Error in running ./run_pipeline.sh ./data/enwiki 500
ankiosa opened this issue · 9 comments
Traceback (most recent call last):
File "preprocess.py", line 4, in
from preprocess.cleaner import clean_data
File "../src/preprocess/cleaner.py", line 2, in
from pattern.en import tokenize
ImportError: No module named pattern.en
Embeddings path: ../models/idWordVec_500.pklz
Traceback (most recent call last):
File "../src/lstm/lstm.py", line 423, in
tf.app.run()
File "/home/ankit/anaconda2/lib/python2.7/site-packages/tensorflow/python/platform/app.py", line 126, in run
_sys.exit(main(argv))
File "../src/lstm/lstm.py", line 360, in main
embeddings = VectorManager.read_vector(FLAGS.embeddings)
File "../src/utils/vector_manager.py", line 74, in read_vector
with open(filename, 'rb') as f:
IOError: [Errno 2] No such file or directory: '../models/idWordVec_500.pklz'
@ankiosa I've run the script and it does generate the idWordVec_500.pklz file. Can you check if the file has been generated? Otherwise, probably there should be another error before during the block that outputs:
[BLOCK] Created embeddings of size 500
@kafkasl I have run only these 2 commands
- ./wiki_extractor_launch.sh path_to_wikipedia_dump
- ./run_pipeline.sh ../data/enwiki 500
Yes as I can see no idWordVec_500.pklz file has been generated by above commands. Can you please let me know how to generate that file if that is not been generated.
@ankiosa did you actually download a wikipedia dump and replaced path_to_wikipedia_dump
with the actual path to the dump?
The run_pipeline.sh should generate it, can you copy paste here the full output of the command?
@kafkasl
Sorry its my mistake, I have found that I don't have gensim.
Thanks for your response. It it running now.
And currently the output is :
Starting Preprocess pipeline
* Data path: ./data/enwiki
* Embedding size: 500
* Min count: 1
[BLOCK] Transforming sentences to 4-dimensional lists
Starting 16 processes to clean 0 files
Starting 16 processes to clean 100 files
Can you please let me know how much time it will take?
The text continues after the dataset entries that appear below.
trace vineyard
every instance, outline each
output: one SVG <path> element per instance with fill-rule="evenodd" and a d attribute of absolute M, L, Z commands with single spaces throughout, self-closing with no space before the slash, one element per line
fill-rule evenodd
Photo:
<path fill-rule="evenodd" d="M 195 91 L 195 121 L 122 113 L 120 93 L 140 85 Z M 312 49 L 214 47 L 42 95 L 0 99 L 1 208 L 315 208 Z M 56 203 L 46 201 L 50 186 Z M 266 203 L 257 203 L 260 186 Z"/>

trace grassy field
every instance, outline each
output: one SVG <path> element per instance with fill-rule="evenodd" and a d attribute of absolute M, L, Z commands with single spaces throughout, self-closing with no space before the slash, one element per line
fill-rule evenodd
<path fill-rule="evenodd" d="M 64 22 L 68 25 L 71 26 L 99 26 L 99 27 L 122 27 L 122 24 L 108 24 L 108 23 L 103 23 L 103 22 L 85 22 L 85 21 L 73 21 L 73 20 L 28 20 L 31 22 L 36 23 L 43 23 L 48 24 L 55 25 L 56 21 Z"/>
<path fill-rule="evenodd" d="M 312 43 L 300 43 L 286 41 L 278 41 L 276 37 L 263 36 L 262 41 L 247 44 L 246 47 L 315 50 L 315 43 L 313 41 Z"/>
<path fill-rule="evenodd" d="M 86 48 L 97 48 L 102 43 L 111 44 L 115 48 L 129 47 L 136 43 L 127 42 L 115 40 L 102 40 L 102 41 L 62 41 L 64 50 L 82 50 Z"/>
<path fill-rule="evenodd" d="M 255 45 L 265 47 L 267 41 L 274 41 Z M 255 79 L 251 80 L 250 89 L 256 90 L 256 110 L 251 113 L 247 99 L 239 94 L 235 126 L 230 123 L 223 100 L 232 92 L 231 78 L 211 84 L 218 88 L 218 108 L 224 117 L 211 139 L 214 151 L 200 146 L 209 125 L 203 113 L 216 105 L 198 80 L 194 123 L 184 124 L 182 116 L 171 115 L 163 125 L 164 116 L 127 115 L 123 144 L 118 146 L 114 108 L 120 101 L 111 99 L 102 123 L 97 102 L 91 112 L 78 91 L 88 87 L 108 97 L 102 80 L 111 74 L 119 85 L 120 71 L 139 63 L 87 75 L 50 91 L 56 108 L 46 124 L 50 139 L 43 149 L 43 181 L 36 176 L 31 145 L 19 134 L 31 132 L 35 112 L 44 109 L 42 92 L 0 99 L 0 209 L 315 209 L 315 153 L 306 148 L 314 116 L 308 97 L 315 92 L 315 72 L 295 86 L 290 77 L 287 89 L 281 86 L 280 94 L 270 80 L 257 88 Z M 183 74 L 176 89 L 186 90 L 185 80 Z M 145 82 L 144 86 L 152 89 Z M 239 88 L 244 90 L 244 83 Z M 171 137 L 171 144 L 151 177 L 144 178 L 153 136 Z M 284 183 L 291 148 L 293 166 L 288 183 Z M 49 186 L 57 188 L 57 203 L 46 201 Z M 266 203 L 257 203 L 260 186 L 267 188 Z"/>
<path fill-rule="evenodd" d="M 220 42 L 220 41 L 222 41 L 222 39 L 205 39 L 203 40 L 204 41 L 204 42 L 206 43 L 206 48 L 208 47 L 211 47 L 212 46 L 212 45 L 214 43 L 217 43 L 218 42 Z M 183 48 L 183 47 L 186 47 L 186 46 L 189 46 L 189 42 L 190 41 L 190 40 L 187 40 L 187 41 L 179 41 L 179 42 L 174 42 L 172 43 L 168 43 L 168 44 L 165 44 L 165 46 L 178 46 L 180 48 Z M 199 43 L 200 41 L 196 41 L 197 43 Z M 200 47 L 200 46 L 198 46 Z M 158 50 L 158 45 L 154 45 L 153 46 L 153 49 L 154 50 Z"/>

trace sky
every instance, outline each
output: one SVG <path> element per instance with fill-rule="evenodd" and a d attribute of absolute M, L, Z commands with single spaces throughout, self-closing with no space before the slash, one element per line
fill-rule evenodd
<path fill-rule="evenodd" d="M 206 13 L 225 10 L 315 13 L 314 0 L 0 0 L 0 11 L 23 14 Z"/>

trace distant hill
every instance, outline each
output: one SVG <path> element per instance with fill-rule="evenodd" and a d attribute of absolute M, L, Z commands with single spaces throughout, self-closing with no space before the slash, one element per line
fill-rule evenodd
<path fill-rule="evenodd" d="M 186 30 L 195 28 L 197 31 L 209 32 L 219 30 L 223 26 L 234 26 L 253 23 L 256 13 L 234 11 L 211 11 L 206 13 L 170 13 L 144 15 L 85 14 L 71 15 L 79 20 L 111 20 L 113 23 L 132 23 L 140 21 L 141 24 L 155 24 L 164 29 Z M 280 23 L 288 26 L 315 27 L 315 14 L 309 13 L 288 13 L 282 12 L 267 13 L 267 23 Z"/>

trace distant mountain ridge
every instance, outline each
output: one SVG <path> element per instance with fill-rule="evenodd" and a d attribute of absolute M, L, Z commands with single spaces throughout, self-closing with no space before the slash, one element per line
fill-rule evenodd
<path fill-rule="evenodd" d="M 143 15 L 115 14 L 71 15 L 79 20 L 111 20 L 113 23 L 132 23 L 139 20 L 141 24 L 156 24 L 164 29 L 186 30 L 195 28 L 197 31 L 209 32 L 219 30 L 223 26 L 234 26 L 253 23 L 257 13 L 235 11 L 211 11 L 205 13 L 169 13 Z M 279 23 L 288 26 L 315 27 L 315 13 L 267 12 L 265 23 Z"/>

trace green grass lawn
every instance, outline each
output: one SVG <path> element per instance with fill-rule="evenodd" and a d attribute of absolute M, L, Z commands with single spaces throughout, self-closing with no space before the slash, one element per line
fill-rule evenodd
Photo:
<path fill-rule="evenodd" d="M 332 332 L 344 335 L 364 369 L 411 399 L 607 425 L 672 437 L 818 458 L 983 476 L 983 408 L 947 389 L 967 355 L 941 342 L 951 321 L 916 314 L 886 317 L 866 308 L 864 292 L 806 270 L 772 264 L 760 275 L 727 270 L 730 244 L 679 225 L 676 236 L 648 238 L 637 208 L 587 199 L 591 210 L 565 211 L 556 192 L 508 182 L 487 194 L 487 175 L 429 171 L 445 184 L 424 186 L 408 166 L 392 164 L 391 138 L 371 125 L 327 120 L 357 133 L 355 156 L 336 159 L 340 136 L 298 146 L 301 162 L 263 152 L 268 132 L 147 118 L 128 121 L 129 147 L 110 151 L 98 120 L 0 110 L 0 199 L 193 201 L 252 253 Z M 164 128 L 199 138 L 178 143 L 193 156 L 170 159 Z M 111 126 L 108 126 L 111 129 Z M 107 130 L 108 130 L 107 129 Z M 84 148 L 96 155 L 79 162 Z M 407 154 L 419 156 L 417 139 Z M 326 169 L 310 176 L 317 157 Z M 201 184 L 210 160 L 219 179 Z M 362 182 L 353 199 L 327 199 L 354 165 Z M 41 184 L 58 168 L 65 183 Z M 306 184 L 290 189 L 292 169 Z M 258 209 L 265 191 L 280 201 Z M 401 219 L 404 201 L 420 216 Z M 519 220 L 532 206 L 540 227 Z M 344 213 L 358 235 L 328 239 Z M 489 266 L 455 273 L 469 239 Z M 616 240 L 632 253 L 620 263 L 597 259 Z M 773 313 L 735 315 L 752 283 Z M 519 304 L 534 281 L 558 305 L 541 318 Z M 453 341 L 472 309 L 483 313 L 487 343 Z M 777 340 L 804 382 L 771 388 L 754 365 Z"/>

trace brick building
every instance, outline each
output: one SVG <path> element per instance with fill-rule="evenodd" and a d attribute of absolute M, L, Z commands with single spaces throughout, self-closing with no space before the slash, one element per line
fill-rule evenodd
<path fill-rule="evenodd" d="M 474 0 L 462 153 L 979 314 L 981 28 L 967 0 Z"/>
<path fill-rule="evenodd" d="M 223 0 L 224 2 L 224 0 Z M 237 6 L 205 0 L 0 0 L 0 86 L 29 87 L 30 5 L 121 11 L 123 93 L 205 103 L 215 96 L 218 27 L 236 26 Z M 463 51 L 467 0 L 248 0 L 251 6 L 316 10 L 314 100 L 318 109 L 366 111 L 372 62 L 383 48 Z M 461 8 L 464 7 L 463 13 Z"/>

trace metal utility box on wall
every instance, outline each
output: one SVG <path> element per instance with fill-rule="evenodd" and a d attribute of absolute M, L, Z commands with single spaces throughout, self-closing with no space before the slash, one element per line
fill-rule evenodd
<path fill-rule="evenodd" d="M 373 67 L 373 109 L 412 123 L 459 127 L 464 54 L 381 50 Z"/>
As I have seen in your reports, it takes more than a day or so.
Thanks,
@kafkasl I am getting this error on running ./run_pipeline.sh ./data/enwiki 500 from bin folder
Can you please see what changes I should do to resolve it.
Starting 16 processes to clean 100 files
[BLOCK] Done transforming data
Time cleaning data: 49615.1150281
Creating embeddings from cleaned data...
[BLOCK] Initializing MySentences from ./data/enwiki
Got 12176 files to turn into sentences
[BLOCK] Creating embeddings model
Traceback (most recent call last):
File "preprocess.py", line 50, in
model = create_embeddings(data_path, emb_size, min_count)
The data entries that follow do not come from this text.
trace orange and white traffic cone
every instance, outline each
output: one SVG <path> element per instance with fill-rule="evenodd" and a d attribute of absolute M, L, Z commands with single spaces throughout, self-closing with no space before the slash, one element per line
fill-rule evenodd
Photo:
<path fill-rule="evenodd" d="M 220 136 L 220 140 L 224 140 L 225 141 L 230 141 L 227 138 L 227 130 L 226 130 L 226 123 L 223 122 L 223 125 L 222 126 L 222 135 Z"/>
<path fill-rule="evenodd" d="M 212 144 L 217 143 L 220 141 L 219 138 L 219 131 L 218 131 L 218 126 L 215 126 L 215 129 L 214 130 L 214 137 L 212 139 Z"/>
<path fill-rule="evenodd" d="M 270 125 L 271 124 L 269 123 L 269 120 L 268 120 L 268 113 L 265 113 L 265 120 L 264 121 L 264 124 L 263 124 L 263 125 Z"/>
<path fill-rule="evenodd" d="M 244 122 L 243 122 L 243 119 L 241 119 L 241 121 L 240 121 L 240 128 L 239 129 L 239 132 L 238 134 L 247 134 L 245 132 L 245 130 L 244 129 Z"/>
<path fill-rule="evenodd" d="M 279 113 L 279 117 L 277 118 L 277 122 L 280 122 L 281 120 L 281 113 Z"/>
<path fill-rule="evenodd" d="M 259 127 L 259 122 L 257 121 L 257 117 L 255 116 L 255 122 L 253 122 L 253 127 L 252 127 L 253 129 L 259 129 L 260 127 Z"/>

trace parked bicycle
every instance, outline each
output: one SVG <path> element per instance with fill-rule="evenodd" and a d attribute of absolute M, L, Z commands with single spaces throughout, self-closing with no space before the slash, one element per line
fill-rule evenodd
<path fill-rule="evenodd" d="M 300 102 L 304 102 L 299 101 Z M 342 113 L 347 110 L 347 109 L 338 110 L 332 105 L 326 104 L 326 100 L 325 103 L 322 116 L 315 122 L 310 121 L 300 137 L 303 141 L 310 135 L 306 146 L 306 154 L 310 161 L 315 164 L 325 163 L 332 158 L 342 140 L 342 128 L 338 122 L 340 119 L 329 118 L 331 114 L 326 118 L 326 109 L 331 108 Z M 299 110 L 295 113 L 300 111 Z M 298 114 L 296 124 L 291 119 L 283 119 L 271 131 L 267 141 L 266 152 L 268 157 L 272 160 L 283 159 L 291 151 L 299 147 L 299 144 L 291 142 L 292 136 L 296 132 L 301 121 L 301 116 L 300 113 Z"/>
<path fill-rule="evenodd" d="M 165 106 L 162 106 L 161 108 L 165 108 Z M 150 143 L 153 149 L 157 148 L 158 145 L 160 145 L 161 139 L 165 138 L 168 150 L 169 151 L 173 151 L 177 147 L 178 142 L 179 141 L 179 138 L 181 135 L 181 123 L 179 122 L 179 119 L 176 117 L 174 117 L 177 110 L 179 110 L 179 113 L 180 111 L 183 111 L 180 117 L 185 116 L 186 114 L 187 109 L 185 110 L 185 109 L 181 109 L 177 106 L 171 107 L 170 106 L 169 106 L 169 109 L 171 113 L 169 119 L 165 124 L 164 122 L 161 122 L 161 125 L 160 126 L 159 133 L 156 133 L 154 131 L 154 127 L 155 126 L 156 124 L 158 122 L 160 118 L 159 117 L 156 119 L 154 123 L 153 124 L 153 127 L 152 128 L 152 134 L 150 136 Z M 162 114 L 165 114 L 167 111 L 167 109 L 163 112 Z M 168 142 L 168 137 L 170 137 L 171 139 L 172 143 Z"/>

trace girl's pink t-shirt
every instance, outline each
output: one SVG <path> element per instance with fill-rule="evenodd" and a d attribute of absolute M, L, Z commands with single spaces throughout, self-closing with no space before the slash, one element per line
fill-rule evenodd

File "../src/preprocess/embeddings.py", line 62, in create_embeddings
workers=mp.cpu_count())
File "/home/ankit/anaconda2/lib/python2.7/site-packages/gensim/models/word2vec.py", line 527, in init
fast_version=FAST_VERSION)
File "/home/ankit/anaconda2/lib/python2.7/site-packages/gensim/models/base_any2vec.py", line 335, in init
self.build_vocab(sentences, trim_rule=trim_rule)
File "/home/ankit/anaconda2/lib/python2.7/site-packages/gensim/models/base_any2vec.py", line 486, in build_vocab
self.trainables.prepare_weights(self.hs, self.negative, self.wv, update=update, vocabulary=self.vocabulary)
File "/home/ankit/anaconda2/lib/python2.7/site-packages/gensim/models/word2vec.py", line 1402, in prepare_weights
self.reset_weights(hs, negative, wv)
File "/home/ankit/anaconda2/lib/python2.7/site-packages/gensim/models/word2vec.py", line 1415, in reset_weights
wv.vectors = empty((len(wv.vocab), wv.vector_size), dtype=REAL)
MemoryError
/home/ankit/anaconda2/lib/python2.7/site-packages/h5py/init.py:34: FutureWarning: Conversion of the second argument of issubdtype from float
to np.floating
is deprecated. In future, it will be treated as np.float64 == np.dtype(float).type
.
from ._conv import register_converters as _register_converters
Embeddings path: ../models/idWordVec_500.pklz
Traceback (most recent call last):
File "../src/lstm/lstm.py", line 423, in
tf.app.run()
File "/home/ankit/anaconda2/lib/python2.7/site-packages/tensorflow/python/platform/app.py", line 126, in run
_sys.exit(main(argv))
File "../src/lstm/lstm.py", line 360, in main
embeddings = VectorManager.read_vector(FLAGS.embeddings)
File "../src/utils/vector_manager.py", line 74, in read_vector
with open(filename, 'rb') as f:
IOError: [Errno 2] No such file or directory: '../models/idWordVec_500.pklz'
@ankiosa you are running out of memory. I am not sure how much ram is required but no less than 10Gb I think. If you can't train the embeddings I can send you mine.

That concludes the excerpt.